In Parkinson’s disease, those distinct patterns largely disappeared, with dopamine release becoming more widespread and overlapping, regardless of whether participants were moving their hands, moving their feet or performing cognitive tasks.

“The brain appears to lose its ability to keep these functions separate,” says Dr. Sossi. “The same regions are increasingly being used for multiple jobs.”

(A) 3D surface view of striatum in healthy control (HC) group. (B) 3D surface view of striatum in Parkinson’s disease (PD) group. (C) Three views of HC group. (D) Three views of PD group. The images highlight the contrast between discrete, localized dopamine release in HC and the diffuse, widespread dopamine release across extensive striatal regions in patients with PD.

Understanding compensation and its limits

While this reorganization of dopamine activity may help preserve function early in the disease, this loss of functional segregation could also contribute to Parkinson’s symptoms, including difficulty performing precise movements and multitasking.

As specialized networks become increasingly shared, the brain may lose the ability to efficiently select and coordinate individual movements or simultaneously manage motor and cognitive demands.

“Our findings show that the brain is remarkably adaptable,” says Dr. Stoessl. “But they also suggest that these compensatory changes may contribute to some of the hallmark symptoms of Parkinson’s disease as the disease progresses.”

Toward better treatments

While the results are preliminary given the study’s small sample size, Dr. Stoessl and his team note that the findings provide a better understanding of how Parkinson’s disease changes brain function and may help guide future therapies aimed at preserving the brain’s normal organization or enhancing beneficial compensation before symptoms become more severe.

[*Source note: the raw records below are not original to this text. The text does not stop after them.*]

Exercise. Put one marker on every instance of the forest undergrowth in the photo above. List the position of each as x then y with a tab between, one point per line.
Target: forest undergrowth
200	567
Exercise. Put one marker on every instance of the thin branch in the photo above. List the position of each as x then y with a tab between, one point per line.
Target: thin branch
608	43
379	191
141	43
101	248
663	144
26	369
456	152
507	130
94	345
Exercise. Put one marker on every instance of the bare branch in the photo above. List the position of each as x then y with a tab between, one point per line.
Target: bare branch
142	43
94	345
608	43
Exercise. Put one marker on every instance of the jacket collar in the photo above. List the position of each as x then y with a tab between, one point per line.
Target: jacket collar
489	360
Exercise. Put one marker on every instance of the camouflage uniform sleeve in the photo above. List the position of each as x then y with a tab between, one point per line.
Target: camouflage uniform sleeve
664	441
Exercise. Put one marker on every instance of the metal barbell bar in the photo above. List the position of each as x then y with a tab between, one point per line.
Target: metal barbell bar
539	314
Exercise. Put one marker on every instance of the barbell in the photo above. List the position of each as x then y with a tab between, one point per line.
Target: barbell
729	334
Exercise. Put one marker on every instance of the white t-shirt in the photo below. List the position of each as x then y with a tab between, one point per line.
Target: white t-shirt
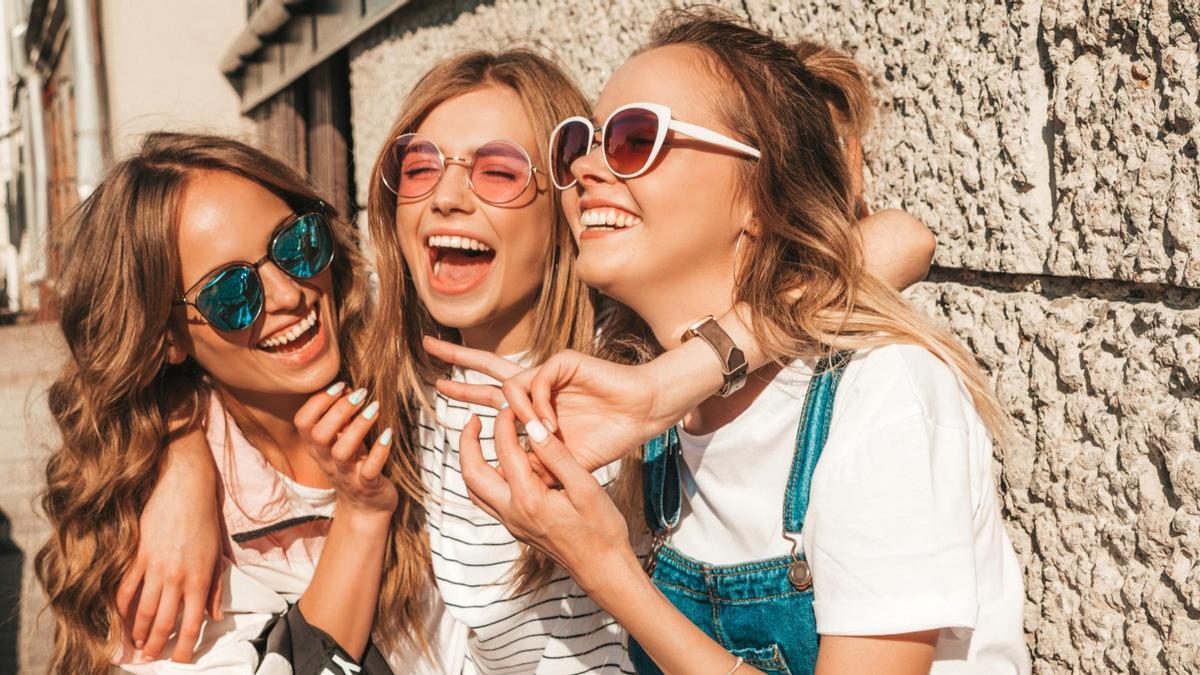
555	628
903	531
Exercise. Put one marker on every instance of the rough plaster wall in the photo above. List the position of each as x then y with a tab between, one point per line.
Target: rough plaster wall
1053	148
1102	491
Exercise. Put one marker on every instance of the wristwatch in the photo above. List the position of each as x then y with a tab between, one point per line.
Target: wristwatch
733	362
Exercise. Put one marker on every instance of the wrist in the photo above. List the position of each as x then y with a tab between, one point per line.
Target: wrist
617	580
684	377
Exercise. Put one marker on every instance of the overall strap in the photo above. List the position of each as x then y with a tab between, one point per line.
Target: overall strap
811	435
660	482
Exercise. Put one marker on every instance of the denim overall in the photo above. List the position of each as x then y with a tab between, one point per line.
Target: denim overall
760	610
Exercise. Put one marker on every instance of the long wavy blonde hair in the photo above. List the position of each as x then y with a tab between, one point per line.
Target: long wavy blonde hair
808	290
118	402
564	312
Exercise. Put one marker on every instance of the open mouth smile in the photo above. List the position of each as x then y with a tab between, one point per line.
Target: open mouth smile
605	220
457	263
295	338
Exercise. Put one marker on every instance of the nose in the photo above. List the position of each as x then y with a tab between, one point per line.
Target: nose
591	168
451	193
281	293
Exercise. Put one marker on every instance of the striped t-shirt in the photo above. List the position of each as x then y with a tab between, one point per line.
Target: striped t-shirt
553	629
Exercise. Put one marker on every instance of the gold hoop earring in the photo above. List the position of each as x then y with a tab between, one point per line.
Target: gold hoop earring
737	255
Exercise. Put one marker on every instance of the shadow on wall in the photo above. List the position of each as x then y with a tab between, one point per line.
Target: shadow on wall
11	560
424	13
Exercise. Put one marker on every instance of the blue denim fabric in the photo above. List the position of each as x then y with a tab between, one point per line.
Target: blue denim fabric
750	608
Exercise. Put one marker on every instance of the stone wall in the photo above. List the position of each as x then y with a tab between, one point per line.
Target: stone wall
1053	148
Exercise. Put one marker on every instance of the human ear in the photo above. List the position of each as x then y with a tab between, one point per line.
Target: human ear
175	352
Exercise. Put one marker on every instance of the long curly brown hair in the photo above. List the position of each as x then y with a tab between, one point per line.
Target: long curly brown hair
118	402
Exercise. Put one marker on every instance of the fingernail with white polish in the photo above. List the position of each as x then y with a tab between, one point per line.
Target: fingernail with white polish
537	431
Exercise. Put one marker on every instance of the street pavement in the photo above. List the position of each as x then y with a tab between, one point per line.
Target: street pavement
30	357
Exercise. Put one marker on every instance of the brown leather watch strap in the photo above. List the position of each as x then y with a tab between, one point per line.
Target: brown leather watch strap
733	360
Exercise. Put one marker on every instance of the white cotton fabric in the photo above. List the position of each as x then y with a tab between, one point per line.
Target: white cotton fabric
552	629
263	578
903	531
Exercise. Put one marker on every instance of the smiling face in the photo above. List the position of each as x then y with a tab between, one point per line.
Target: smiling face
664	242
478	267
292	347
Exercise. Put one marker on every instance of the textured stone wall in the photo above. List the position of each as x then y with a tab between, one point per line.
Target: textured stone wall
1053	147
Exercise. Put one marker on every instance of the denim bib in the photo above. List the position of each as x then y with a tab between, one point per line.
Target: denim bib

“This study gives us a much richer picture of what’s happening in the brain of Parkinson’s patients,” says Dr. Stoessl. “Understanding how the brain reorganizes itself opens new opportunities to develop treatments that work with these adaptive mechanisms, rather than simply replacing lost dopamine.”

This study was made possible through funding by the Pacific Parkinson’s Research Institute (PPRI). With further funding from the PPRI, Dr. Stoessl is currently collaborating with Dr. Silke Appel-Cresswell to look at whether this functional reorganization may be modified by lifestyle interventions, including exercise.